GENTLEMEN OF THE GRADUATING CLASS
We have reached the point in this ancient ceremony of "Taking Off" where there is no turning back, no trying it again, no next time. In this immediate sense your college experience is now beyond any further doing or, perhaps more to the point, any undoing.
In the larger sense, if you and college were well met it is no misuse of mighty words - which you may soon be repeating elsewhere —to say that your Dartmouth experience is now yours "to have and to hold from this day forward, for better or for worse, for richer or poorer, in sickness and in health, till death" do you part.
It has been our business here to learn many things together, including the awesome discovery that each of you is uniquely you. This is the perennial truth that blooms in youth. Over the years life's great teacher helps most of us to live with that somewhat abrasive and arrogant fact more graciously, more kindly and perchance more generously.

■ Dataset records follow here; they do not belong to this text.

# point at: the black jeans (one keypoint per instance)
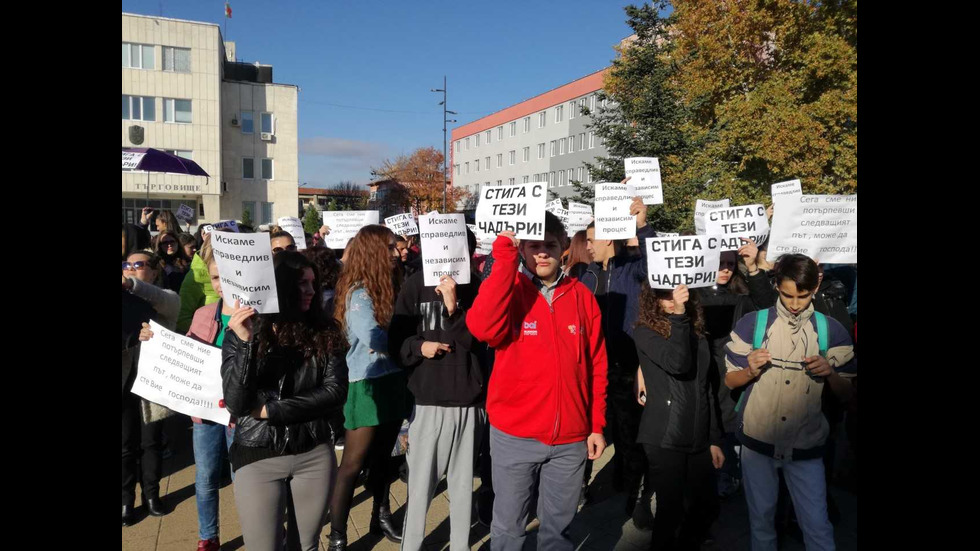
(141, 444)
(670, 475)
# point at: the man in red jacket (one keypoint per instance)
(546, 400)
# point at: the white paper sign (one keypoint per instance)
(823, 227)
(690, 260)
(402, 224)
(245, 264)
(518, 208)
(792, 187)
(182, 374)
(702, 206)
(295, 228)
(644, 173)
(579, 217)
(131, 160)
(185, 213)
(612, 212)
(444, 249)
(748, 221)
(344, 225)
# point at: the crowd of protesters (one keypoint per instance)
(552, 350)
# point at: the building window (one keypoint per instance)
(248, 122)
(177, 60)
(137, 56)
(139, 108)
(177, 110)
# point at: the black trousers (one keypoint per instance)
(142, 452)
(675, 476)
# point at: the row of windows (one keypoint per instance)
(574, 106)
(558, 147)
(143, 108)
(143, 56)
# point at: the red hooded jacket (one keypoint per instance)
(549, 374)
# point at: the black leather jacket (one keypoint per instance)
(298, 399)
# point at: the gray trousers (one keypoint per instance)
(517, 465)
(441, 440)
(260, 496)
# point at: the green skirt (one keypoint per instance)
(373, 402)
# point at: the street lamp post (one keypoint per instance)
(445, 158)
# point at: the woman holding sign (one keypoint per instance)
(283, 374)
(376, 400)
(679, 428)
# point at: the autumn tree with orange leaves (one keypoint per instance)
(422, 178)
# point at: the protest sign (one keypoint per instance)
(690, 260)
(823, 227)
(612, 212)
(518, 208)
(792, 187)
(402, 224)
(579, 217)
(295, 228)
(444, 248)
(344, 225)
(185, 213)
(644, 174)
(245, 264)
(182, 374)
(748, 221)
(702, 206)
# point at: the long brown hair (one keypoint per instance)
(653, 316)
(369, 265)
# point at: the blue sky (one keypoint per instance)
(365, 67)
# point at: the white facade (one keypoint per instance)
(174, 86)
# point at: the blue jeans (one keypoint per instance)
(211, 443)
(808, 489)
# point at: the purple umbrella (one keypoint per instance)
(154, 160)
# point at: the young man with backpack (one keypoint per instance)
(786, 354)
(546, 399)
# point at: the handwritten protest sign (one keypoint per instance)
(748, 221)
(518, 208)
(823, 227)
(182, 374)
(185, 213)
(702, 206)
(612, 212)
(295, 228)
(402, 224)
(245, 264)
(690, 260)
(444, 248)
(579, 217)
(344, 225)
(644, 173)
(792, 187)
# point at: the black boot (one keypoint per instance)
(381, 524)
(338, 541)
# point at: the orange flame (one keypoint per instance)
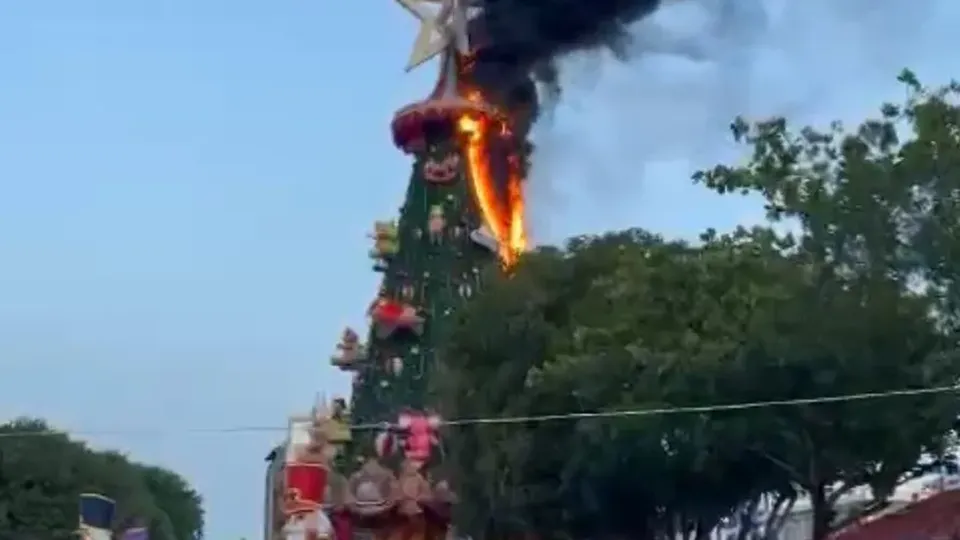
(505, 220)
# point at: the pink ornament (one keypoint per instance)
(419, 436)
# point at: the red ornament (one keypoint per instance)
(391, 315)
(305, 486)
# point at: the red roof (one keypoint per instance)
(934, 518)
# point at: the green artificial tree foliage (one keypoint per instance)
(437, 266)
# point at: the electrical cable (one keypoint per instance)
(501, 420)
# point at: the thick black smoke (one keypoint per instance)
(518, 43)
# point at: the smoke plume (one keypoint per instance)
(520, 43)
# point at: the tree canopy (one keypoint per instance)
(848, 289)
(41, 478)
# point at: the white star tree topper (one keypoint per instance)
(438, 31)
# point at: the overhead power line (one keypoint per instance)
(500, 420)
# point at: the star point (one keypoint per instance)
(439, 31)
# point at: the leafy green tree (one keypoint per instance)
(42, 476)
(181, 506)
(859, 297)
(618, 322)
(877, 213)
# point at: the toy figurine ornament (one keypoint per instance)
(390, 316)
(436, 223)
(419, 436)
(386, 243)
(350, 351)
(415, 434)
(441, 171)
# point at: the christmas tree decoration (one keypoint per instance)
(462, 212)
(391, 316)
(437, 222)
(441, 170)
(386, 244)
(350, 351)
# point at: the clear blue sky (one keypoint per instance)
(185, 186)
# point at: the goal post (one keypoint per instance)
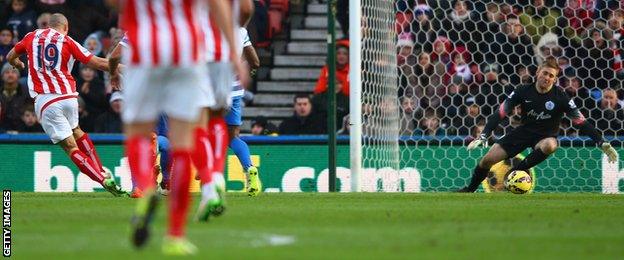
(373, 80)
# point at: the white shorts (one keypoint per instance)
(58, 115)
(148, 92)
(221, 79)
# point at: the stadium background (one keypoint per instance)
(456, 62)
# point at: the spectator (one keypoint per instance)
(43, 20)
(29, 122)
(538, 19)
(23, 19)
(91, 89)
(346, 126)
(574, 21)
(406, 63)
(260, 126)
(442, 48)
(303, 121)
(580, 95)
(319, 103)
(489, 26)
(609, 115)
(407, 116)
(110, 121)
(460, 26)
(430, 126)
(13, 99)
(475, 132)
(86, 119)
(595, 58)
(548, 46)
(93, 44)
(493, 91)
(424, 27)
(512, 47)
(616, 25)
(460, 67)
(566, 66)
(405, 46)
(342, 70)
(424, 70)
(6, 44)
(342, 16)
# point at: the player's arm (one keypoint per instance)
(579, 121)
(494, 120)
(114, 60)
(98, 63)
(250, 55)
(13, 59)
(85, 57)
(19, 49)
(222, 14)
(246, 12)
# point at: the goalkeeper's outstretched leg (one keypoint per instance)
(493, 156)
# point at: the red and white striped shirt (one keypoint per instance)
(51, 58)
(217, 48)
(163, 33)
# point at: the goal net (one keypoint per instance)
(433, 71)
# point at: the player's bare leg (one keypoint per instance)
(493, 156)
(541, 151)
(182, 143)
(211, 178)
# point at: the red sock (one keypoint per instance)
(85, 165)
(86, 146)
(141, 162)
(218, 136)
(179, 196)
(203, 155)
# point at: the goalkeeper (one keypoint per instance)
(543, 106)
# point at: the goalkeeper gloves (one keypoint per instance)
(481, 140)
(609, 151)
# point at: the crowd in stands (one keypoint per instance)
(458, 60)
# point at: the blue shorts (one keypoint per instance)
(234, 116)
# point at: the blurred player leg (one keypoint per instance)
(240, 148)
(213, 183)
(164, 148)
(59, 119)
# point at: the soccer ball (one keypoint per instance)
(518, 182)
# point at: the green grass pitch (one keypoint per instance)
(335, 226)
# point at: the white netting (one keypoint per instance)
(457, 60)
(379, 77)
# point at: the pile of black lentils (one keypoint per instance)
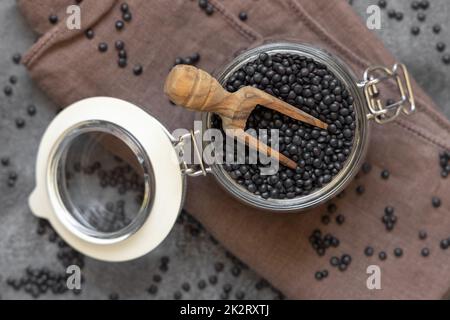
(320, 154)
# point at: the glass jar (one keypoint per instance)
(82, 182)
(367, 106)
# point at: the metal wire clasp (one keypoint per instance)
(379, 111)
(185, 141)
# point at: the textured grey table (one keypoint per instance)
(192, 253)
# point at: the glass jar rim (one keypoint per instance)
(65, 215)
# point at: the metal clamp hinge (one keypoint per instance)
(192, 170)
(386, 112)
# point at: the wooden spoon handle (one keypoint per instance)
(255, 144)
(194, 89)
(279, 105)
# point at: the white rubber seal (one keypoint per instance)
(169, 182)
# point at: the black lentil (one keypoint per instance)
(7, 90)
(20, 123)
(177, 295)
(398, 252)
(209, 9)
(424, 4)
(436, 28)
(422, 235)
(31, 110)
(369, 251)
(421, 16)
(12, 79)
(127, 16)
(124, 7)
(53, 19)
(157, 278)
(415, 30)
(102, 47)
(391, 13)
(320, 154)
(318, 275)
(335, 261)
(227, 288)
(340, 219)
(446, 58)
(213, 280)
(138, 70)
(89, 33)
(120, 45)
(113, 296)
(240, 295)
(444, 244)
(219, 266)
(122, 62)
(425, 252)
(153, 289)
(389, 219)
(186, 286)
(360, 189)
(436, 202)
(201, 284)
(440, 46)
(119, 25)
(4, 161)
(16, 58)
(243, 16)
(382, 4)
(325, 219)
(444, 162)
(321, 243)
(366, 167)
(385, 174)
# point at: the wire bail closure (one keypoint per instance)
(379, 111)
(192, 170)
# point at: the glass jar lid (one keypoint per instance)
(108, 179)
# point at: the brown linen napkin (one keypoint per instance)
(68, 66)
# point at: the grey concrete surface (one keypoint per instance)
(191, 251)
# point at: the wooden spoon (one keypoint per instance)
(196, 90)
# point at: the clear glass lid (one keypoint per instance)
(104, 181)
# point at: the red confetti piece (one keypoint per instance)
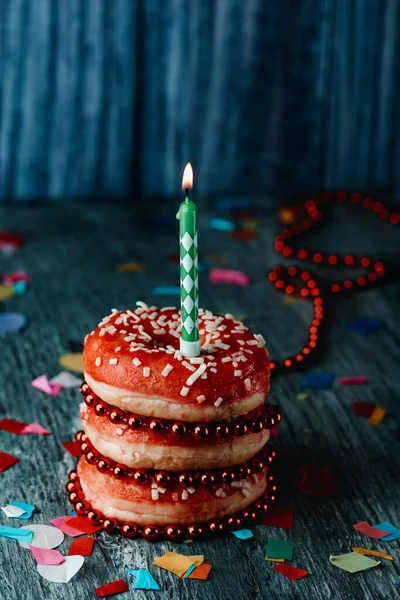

Only as you go on to that level of life's learning will your individuality and the individuality of others be joined in work and love rather than set apart in futility and enmity. If, happily, that higher learning should be your lot, you will know the privilege of going beyond self- assertion to the never-ended task of sustaining man's civilization in spite of himself. It is then that you personally will discover deep within yourself what is required of a man who is the stuff of an institution, not merely its beneficiary.
And now, men of Dartmouth, the word is "so long," for in the Dartmouth fellowship there is no parting.